“Si smaglia un punto -/ed il tessuto più non tiene, /s’allarga il vuoto come pozza d’acqua /di presenze deserta / risucchiate nella fuga della trama. /Si smaglia un punto – /ed il tessuto più non tiene, /che ti avvolse nel tempo e ti sostenne: /come piaga scoperta all’improvviso/ è il vuoto che non più, mai più/ si colma del paziente telaio”.
Questo scrivevo qualche anno fa, volendo riferirmi a improvvise sventure individuali. Ma ora, a una rilettura, quelle parole mi paiono rispecchiare la situazione sociale che da un anno stiamo vivendo.
La società, e quindi i rapporti umani che la intessono, ha allargato le sue maglie tanto fortemente da fare aumentare le solitudini e crearne di nuove.

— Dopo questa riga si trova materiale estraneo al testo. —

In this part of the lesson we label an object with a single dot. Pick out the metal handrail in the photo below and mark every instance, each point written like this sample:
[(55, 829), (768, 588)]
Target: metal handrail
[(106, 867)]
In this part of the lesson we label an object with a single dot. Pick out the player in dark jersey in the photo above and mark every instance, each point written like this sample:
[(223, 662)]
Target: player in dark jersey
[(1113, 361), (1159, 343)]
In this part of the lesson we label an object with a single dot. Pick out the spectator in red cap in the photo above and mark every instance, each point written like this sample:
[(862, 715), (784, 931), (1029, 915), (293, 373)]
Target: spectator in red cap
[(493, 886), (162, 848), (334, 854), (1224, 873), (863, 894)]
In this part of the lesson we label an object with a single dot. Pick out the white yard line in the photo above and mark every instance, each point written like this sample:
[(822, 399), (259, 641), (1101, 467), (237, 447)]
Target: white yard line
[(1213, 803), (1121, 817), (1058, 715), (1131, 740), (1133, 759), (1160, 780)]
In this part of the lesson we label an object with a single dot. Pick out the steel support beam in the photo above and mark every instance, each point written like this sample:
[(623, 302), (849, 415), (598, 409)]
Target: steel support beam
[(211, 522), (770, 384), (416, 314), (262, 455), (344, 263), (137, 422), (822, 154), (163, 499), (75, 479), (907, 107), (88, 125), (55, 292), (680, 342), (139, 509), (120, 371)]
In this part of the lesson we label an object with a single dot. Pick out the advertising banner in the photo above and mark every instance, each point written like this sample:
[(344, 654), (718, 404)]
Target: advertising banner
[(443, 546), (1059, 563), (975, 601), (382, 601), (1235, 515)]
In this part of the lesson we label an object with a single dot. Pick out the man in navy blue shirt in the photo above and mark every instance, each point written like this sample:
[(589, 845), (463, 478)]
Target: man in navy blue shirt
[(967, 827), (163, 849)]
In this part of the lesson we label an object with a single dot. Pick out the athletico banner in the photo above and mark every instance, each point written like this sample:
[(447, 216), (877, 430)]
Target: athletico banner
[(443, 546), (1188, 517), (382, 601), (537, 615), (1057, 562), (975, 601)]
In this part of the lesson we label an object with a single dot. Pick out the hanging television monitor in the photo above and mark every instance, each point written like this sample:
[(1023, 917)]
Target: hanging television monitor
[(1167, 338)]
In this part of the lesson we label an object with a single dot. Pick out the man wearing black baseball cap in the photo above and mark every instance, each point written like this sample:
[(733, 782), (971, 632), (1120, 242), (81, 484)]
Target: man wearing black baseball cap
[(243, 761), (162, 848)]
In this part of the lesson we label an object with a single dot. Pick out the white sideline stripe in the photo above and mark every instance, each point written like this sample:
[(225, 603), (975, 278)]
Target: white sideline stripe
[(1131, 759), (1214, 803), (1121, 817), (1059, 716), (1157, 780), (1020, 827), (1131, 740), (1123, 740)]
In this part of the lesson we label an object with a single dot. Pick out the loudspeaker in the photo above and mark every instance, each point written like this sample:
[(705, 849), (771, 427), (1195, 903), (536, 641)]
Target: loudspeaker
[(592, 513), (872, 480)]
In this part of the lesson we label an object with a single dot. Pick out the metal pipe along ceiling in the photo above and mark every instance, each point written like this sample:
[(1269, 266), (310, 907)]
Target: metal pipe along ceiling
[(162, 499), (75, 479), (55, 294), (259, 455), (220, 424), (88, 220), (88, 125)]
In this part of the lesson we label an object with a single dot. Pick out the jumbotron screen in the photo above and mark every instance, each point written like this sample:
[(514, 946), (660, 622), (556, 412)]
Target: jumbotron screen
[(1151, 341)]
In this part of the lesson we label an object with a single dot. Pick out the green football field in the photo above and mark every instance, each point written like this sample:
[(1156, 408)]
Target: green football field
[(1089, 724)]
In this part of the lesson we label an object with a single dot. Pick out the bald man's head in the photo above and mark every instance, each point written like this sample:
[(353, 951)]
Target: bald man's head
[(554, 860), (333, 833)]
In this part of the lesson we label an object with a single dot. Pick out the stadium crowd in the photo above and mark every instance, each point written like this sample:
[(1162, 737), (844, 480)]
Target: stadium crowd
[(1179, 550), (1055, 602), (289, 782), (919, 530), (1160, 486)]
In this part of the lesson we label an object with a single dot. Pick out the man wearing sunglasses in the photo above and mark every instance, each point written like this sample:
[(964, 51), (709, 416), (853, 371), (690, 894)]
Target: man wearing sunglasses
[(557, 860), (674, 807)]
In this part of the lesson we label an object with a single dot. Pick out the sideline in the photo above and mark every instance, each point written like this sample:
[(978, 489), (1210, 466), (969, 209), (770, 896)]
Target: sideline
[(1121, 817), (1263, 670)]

L’uomo non può vivere solo, a meno che non ne faccia scelta personale, in senso sociale intendo. Non ha in sé tutto quanto gli serve per realizzarsi compiutamente. Ha bisogno di relazionarsi con i propri simili, di condividere parole, opinioni, cultura, luoghi di incontro o anche di scontro, insomma necessita di una grandissima quantità di luoghi e rapporti, per dirsi veramente un essere umano.
Da tempo abbiamo constatato che ai giorni nostri tanto sono aumentati benessere e tecnologia quanto sono cresciute le solitudini e le depressioni. La società, lo sappiamo, è profondamente mutata, a cominciare dallo sgretolarsi della famiglia tradizionale, nella cui ampiezza potevano risolversi crisi personali e in cui per lo più trovavi aiuto e conforto.
È chiaro che non si deve sottovalutare il valore del progresso, né alcuni mutamenti sono stati negativi, anzi, varie ingiustizie sono state rimosse; ma se di un prezzo dobbiamo parlare, io dico che l’uomo, in senso lato, è oggi più solo che decenni fa.
E a sconvolgere il tessuto che comunque lo teneva in piedi, è arrivata, flagello mondiale, la pandemia.
Essa è il punto che si è smagliato e via via ha disfatto i rapporti, raffreddato le amicizie, azzerato i momenti di incontro e confronto, ha chiuso il mondo nel perimetro della nostra stanza, corredati di ogni tipo di aggeggio tecnologico, certamente, ma soli, spaventosamente soli.
Certo, i rapporti più profondi e saldi sono rimasti ma, mancando le occasioni di incontro anche le telefonate, il commento di quanto si è vissuto insieme, sono diventati meno frequenti o inesistenti. Delle persone, nei periodi di lockdown, si è perduta la fisicità: quale sguardo ha in questo momento colui con cui sto chattando? E quale espressione del viso conferma o contraddice le sue parole?
Si può obiettare: la pandemia ci ha privato del corpo degli altri, non dell’anima. Ma anima e corpo sono talmente connesse che una sola delle due non basta a mostrare un uomo.
Così pian piano le maglie del tessuto sociale si allentano, “il tessuto più non tiene”.
Più di quanto già non avveniva, in questo anno ci siamo chiusi nel nostro “privato”, né si poteva fare diversamente senza correre rischio di contagio. E adesso si sostiene che alla fine di tutto saremo migliori, avremo imparato una lezione che cambierà in meglio ogni struttura, dall’economia all’industria ai rapporti mondiali eccetera eccetera….
Non so. Qualcuno, duemila anni fa, venne e poi morì con lo stesso scopo. Ma se non lo ha cambiato Lui il mondo, potrà farlo una pandemia? Forse che dopo guerre, terremoti, pestilenze nel corso della storia, passato il pericolo l’uomo ha cessato di essere “lupus” per il suo simile?
Pensavo ultimamente allo stupore che dovette provare l’uomo primitivo, guardando la luna: dovremmo recuperare lo stesso sguardo puro dell’infanzia dell’umanità.